Sunday, January 1, 2012


The mashed potatoes were starting to stiffen in the bowl. 
“Stop your whining and eat your meat,” Angela said to the four-year-old, before turning toward the others. “Sorry, Nathan, you were saying?” 
“Just that when we were young, our lives were always ahead of us. Perpetually ahead, rigorously being plotted out. Now that we’re older, we look to the past and feel nostalgic. But I think what we’re really pining for is a sense of possibility. Of not yet knowing where we’ll go, who we might become. So we pine, even while feeling a little betrayed by the simpletons we once were.”
He took a pea from his spoon and held it between two fingers. “Do you know that chimps experience the greatest surge in serotonin during the anticipation of a reward, and not during the reward itself? Humans romanticize their childhoods in the same fashion. We project bliss onto our deepest ignorance.” He popped the pea in his mouth and shrugged. “I mean, what if the reward’s not so great after all.” 
“I beg your pardon,” their mother said.
“Your cooking excepted, Mom,” he said and they all laughed. 
The girl dropped her fork to the floor. Angela got her a clean one and sat back down. They felt the strength of winter in the blackness outside, and unconsciously moved their chairs closer to the table.  
“So where’s the sweet spot? The magical place where we’re anticipating and realizing all at once?” Angela said. “Is it in our twenties? Our thirties? When we’re falling in love?” 
He opened his mouth but their mother cut in. “Sorry, dears, but--” her voice rose--”did you take your pills yet, Pop?” 
They looked dutifully toward the end of the table, where the old man sat. He straightened up, patted the front pocket of his flannel shirt, and painstakingly removed five small pills, lining each of them on the table's edge before washing them down, one by one, with an equal measure of water and effort.

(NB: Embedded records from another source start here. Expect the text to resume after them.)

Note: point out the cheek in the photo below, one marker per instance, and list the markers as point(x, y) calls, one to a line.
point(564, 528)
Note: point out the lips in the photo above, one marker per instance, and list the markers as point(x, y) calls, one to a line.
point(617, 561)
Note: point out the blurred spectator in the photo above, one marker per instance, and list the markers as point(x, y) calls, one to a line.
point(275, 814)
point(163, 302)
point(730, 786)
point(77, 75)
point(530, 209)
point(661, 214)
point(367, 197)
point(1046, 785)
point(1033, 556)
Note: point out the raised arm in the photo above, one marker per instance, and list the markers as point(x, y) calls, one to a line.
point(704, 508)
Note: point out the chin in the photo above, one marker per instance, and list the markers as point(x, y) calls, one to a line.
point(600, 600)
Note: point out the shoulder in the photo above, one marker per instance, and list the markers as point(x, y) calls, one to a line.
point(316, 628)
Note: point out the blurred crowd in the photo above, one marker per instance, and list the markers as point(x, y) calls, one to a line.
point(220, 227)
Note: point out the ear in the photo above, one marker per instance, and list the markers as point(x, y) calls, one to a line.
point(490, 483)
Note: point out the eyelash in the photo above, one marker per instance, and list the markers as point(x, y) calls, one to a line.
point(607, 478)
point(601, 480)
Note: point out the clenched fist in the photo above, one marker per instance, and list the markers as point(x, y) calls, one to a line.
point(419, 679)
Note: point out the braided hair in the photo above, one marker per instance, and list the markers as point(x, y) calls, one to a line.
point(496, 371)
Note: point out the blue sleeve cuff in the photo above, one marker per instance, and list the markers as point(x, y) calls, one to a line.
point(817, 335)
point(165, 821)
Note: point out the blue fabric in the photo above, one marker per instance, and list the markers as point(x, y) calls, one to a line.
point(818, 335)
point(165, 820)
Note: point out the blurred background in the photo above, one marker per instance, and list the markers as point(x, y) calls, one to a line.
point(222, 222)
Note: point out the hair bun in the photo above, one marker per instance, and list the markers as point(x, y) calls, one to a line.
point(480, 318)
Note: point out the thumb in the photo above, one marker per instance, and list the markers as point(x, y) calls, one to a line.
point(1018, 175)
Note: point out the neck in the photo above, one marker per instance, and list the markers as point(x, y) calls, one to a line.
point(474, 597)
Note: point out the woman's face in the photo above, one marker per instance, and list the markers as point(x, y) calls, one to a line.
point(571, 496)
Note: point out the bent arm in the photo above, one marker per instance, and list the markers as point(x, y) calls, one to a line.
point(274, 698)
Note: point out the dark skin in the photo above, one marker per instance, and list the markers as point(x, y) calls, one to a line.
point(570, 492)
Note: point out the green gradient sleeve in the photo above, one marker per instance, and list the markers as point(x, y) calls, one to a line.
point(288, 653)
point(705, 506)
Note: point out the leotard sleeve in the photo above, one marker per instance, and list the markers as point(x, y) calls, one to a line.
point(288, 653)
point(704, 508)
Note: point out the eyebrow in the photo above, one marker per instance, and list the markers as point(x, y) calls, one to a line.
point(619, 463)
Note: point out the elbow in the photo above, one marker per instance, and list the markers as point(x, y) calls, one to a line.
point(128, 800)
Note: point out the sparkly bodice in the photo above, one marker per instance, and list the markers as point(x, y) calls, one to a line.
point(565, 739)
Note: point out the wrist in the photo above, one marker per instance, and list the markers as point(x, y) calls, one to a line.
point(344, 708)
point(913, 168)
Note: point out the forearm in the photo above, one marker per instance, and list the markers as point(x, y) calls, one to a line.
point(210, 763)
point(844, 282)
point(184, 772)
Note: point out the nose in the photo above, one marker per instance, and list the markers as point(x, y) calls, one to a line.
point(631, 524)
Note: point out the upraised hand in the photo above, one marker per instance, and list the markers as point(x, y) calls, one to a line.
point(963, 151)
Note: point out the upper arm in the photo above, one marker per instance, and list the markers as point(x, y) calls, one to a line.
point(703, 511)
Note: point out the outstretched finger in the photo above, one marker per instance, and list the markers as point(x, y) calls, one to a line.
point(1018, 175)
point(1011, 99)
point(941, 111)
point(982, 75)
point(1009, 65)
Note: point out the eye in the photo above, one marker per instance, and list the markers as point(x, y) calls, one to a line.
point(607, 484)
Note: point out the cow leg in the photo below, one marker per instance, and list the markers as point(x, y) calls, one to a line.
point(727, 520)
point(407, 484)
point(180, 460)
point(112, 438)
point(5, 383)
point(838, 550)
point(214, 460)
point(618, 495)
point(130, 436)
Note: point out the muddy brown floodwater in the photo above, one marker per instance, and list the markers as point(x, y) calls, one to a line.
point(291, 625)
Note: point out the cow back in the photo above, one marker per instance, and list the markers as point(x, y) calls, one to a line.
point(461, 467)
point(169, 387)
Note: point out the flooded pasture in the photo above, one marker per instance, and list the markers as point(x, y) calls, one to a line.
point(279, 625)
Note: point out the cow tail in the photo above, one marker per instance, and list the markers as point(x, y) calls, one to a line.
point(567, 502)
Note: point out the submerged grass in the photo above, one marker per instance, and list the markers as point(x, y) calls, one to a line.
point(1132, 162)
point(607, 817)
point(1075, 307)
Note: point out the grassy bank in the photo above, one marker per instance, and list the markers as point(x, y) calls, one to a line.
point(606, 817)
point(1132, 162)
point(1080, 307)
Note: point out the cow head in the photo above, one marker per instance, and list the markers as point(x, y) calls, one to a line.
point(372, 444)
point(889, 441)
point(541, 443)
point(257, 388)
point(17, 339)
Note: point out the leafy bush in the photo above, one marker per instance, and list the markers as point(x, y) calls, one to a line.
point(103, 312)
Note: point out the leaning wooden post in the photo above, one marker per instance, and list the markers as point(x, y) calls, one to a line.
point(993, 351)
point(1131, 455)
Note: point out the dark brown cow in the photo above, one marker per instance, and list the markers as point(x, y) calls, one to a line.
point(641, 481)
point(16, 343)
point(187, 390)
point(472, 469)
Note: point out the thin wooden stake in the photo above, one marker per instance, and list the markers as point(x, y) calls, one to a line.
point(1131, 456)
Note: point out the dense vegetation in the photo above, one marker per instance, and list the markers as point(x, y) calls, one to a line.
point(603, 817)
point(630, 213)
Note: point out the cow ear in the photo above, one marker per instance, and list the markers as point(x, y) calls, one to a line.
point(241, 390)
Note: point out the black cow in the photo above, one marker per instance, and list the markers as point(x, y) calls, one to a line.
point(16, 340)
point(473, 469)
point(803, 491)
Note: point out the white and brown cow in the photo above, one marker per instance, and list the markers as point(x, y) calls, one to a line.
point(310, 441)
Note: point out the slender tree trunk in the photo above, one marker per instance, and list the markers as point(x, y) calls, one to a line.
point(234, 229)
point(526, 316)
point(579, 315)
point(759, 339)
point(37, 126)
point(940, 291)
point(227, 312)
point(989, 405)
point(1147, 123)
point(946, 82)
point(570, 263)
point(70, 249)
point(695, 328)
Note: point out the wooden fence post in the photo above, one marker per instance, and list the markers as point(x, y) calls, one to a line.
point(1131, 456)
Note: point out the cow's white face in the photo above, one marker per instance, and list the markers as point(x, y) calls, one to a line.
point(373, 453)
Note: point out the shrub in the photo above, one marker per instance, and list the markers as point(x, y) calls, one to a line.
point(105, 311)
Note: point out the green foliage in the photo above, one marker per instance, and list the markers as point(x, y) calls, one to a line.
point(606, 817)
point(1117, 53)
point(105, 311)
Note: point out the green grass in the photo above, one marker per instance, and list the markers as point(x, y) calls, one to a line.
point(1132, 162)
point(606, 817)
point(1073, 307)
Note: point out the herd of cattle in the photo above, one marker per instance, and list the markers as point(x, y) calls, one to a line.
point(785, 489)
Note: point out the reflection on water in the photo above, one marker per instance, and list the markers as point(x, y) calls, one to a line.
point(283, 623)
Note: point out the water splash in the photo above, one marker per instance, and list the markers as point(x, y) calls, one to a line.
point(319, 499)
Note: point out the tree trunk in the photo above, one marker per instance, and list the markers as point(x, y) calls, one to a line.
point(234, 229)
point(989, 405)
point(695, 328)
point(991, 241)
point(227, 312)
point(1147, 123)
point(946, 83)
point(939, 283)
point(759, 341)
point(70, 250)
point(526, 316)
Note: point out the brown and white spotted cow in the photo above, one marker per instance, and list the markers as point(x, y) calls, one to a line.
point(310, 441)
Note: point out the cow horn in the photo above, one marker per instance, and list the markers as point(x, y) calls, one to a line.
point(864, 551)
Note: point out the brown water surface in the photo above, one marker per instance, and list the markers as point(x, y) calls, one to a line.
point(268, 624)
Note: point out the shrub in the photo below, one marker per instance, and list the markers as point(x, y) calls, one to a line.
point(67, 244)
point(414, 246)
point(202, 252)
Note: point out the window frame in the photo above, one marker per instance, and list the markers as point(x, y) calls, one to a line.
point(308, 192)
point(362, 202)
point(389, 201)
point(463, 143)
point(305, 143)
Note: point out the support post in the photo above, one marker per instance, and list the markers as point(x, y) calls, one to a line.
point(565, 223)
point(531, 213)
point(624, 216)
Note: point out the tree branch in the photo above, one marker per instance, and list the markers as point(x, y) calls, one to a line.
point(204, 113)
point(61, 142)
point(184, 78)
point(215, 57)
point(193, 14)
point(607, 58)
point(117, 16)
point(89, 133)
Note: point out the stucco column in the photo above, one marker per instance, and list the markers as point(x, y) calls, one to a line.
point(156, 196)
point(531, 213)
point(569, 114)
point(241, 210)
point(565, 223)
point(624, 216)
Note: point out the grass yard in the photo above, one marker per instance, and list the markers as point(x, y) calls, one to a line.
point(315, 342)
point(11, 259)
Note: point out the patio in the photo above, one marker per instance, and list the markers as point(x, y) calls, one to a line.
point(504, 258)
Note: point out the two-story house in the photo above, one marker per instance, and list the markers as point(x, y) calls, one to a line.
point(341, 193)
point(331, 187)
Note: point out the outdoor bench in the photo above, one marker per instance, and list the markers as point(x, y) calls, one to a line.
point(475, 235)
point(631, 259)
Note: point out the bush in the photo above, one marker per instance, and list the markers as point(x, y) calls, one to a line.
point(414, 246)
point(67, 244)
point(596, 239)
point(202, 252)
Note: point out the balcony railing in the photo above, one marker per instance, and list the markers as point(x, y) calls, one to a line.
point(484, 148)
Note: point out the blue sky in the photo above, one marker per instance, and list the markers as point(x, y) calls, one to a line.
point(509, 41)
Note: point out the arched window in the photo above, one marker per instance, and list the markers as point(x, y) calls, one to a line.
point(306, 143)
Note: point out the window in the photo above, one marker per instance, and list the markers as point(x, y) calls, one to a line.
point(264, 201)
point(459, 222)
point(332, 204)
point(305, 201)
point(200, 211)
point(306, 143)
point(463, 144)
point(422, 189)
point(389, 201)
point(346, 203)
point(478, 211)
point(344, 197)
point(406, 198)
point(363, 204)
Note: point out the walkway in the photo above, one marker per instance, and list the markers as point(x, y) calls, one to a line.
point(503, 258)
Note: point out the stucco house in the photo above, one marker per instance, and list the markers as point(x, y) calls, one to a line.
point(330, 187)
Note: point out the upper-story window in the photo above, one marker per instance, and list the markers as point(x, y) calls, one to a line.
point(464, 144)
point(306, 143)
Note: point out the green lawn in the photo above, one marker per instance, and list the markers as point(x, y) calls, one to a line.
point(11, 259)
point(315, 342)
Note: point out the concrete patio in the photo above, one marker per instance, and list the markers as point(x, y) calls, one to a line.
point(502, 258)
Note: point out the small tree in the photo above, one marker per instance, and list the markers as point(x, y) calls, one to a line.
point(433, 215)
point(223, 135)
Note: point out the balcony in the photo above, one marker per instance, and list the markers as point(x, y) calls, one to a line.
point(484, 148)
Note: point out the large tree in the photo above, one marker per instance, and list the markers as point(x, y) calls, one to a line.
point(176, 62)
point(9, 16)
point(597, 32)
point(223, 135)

They let out a collective breath when he slumped back in the chair, exhausted. 
“Everything okay, Grandpa?” Angela said, noting the barely touched food on his plate.
“Fine, fine.”
“But Mommy, I don’t want to eat it.”
Angela plucked the knife and fork from her daughter’s hands. “Here. Let me cut it.”
“No! I want to cut! Me! Me!”
“Fine. I’ll give you five more minutes, then no dessert. And for the love of God, don’t gnaw on it like that!”
After a minute, Nathan cleared his throat. 
“The sweet spot, of course, is unique to the individual herself. And it’s too simplistic to view it as some one-time phenomenon. If human beings define any characteristic, it’s tenacity. We will invent new illusions for ourselves at every opportunity. We will retreat into others’ illusions, if we lack the creativity to formulate our own. We will invent new lines in the sand, like the arbitrary marking of a new year and the blank slate it pretends.” 
Their mother put down her fork.  “Heavens. Is this any kind of talk for the new year?"
“Sorry, Mom.”
“Now eat your sauerkraut. It's good luck.”
“Right,” Nathan said, catching his sister's eye, who smiled behind her napkin. “Because luck's just a big ol' helping of metaphysical roughage."
“You're making fun again."

"It's a joke, Mom."

"Well, I don't care to understand it. Why the two of you have to look down on simple things . . . simple people--"

"Jesus . . ."
The sparring devolved into bickering. Nobody noticed the old man catch the little girl’s eye and hold it for a good, long moment.  He took up his fork in his left hand and pinned the side of pork to his plate.  Then, sawing with his right hand, he forced the knife through the meat until a piece broke free. He put down the knife, switched the fork from his left hand to his right and lifted the meat to his mouth, holding it there for a good, long moment. 
He looked at her and nodded. 
She seized her silverware, looking at the individual pieces before her. A spoon clattered to the table. She gripped the fork in her left hand and stabbed the hunk of meat. Then, with her right fist held tight about the handle, she moved her knife bit by painful bit until a chunk of flesh ripped free. She looked up in surprise and found the old man’s eye trained squarely on her. He took the meat in his mouth and began to chew. The girl sat a little straighter in her chair and began to chew, too. 
“Fine, fine,” he murmured to her, beneath the din. 
She and the old man ate in silence, her legs swinging freely beneath the table. And when she smiled at him, a little bit of meat stuck through the gap in her mouth where a new tooth was just coming in.   

For my Granddad, whose absence is felt at every family gathering.